Curiosity digs into its first Martian rock, munches on dust for signs of water

This image of an outcrop at the "Sheepbed" locality shows well-defined veins filled with whitish minerals, interpreted as calcium sulfate.

NASA’s Mars rover Curiosity is getting ready to drill into its first-ever Martian rock as part of its search for evidence of water on red planet. NASA scientists believe that this rock outcrop they have christened "John Klein" was once submerged in water.

Pictures of the dig site taken by the Mastcam reveals features indicative of flowing water, including veins, nodules, cross-bedded layering, and a lustrous pebble embedded in sandstone. Over the next two weeks, Curiosity will excavate three rocks in the area using an arm-bound drill and "ingest" samples for analysis. Yum.

Curiosity will first drill a few test holes to create powdered dust that it will use to scrub the drill, removing any contaminants from Earth. After that, Curiosity will take samples up to an inch deep from the rock and veins to analyze them with its onboard laboratory for their mineral and chemical composition.

This view shows the patch of veined, flat-lying rock selected as the first drilling site for NASA's Mars rover Curiosity.

Researchers suspect the veins are composed of hydrated calcium sulfate.

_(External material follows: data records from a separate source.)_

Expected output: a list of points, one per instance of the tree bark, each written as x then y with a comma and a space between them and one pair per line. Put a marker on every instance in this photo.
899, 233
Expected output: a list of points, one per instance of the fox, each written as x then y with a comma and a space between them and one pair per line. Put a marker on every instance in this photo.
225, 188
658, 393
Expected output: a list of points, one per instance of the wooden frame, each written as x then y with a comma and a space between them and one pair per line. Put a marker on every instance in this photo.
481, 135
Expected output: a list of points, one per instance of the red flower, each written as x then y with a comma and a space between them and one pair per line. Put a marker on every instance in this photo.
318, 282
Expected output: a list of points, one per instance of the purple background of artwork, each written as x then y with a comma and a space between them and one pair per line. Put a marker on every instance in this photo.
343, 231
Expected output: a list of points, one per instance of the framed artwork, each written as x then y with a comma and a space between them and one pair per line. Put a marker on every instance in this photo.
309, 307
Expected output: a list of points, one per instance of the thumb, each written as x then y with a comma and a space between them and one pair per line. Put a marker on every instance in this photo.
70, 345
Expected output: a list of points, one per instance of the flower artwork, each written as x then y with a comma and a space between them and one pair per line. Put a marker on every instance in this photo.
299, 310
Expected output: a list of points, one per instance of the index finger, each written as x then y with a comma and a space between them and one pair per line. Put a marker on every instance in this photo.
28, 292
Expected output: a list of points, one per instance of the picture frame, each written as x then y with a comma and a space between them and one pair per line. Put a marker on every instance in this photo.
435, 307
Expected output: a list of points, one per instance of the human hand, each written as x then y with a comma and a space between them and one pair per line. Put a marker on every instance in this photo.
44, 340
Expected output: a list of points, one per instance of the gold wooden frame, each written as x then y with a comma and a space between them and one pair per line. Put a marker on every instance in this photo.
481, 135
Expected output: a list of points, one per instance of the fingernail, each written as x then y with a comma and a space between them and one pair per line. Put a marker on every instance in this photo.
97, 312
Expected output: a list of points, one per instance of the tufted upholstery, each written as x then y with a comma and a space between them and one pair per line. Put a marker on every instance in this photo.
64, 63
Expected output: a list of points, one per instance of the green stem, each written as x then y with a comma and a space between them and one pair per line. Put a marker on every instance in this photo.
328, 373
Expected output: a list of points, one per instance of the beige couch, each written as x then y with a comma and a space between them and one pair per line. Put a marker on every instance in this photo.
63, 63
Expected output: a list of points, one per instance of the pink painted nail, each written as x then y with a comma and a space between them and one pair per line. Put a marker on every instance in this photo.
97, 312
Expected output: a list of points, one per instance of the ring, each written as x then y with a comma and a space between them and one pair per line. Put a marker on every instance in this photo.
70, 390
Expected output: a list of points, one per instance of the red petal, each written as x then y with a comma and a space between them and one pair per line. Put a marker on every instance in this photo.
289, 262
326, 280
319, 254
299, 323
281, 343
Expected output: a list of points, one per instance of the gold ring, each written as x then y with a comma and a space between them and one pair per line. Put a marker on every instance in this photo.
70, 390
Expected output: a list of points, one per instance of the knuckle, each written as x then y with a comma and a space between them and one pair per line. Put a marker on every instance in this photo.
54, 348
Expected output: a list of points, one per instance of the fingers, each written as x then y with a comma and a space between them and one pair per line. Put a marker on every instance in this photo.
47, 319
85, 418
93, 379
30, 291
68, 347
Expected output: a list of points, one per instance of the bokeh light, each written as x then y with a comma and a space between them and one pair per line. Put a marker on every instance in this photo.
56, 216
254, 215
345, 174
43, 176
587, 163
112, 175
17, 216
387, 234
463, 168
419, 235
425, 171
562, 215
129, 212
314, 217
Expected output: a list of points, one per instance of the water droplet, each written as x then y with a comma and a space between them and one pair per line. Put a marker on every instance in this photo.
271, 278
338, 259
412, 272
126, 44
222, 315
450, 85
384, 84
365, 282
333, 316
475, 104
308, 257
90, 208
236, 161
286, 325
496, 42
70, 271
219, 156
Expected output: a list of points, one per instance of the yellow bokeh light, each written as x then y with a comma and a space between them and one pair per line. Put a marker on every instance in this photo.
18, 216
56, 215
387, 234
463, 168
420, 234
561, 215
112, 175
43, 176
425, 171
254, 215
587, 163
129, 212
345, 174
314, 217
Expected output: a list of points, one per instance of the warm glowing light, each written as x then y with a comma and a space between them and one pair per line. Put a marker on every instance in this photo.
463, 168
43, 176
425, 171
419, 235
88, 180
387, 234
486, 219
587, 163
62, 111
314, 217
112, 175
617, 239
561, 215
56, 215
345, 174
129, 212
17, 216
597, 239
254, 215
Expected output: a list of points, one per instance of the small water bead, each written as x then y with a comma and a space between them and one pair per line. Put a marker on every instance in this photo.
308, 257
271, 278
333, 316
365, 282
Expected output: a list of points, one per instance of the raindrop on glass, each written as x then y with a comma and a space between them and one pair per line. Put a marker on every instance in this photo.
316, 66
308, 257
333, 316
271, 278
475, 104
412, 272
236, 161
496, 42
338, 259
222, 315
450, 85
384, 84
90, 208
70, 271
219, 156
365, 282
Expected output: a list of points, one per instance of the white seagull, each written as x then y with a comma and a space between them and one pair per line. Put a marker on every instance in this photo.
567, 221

As Nicolas Mangold, from the Laboratoire de Planetologie et Geodynamique de Nantes in France, points out, “forming veins like these [on Earth] requires water circulating in fractures.”

Mars Science Laboratory project manager Richard Cook says that drilling into Mars will be challenging since it’s never been done before.

"The drill hardware interacts energetically with Martian material we don't control,” Richard said in a JPL release. “We won't be surprised if some steps in the process don't go exactly as planned the first time through."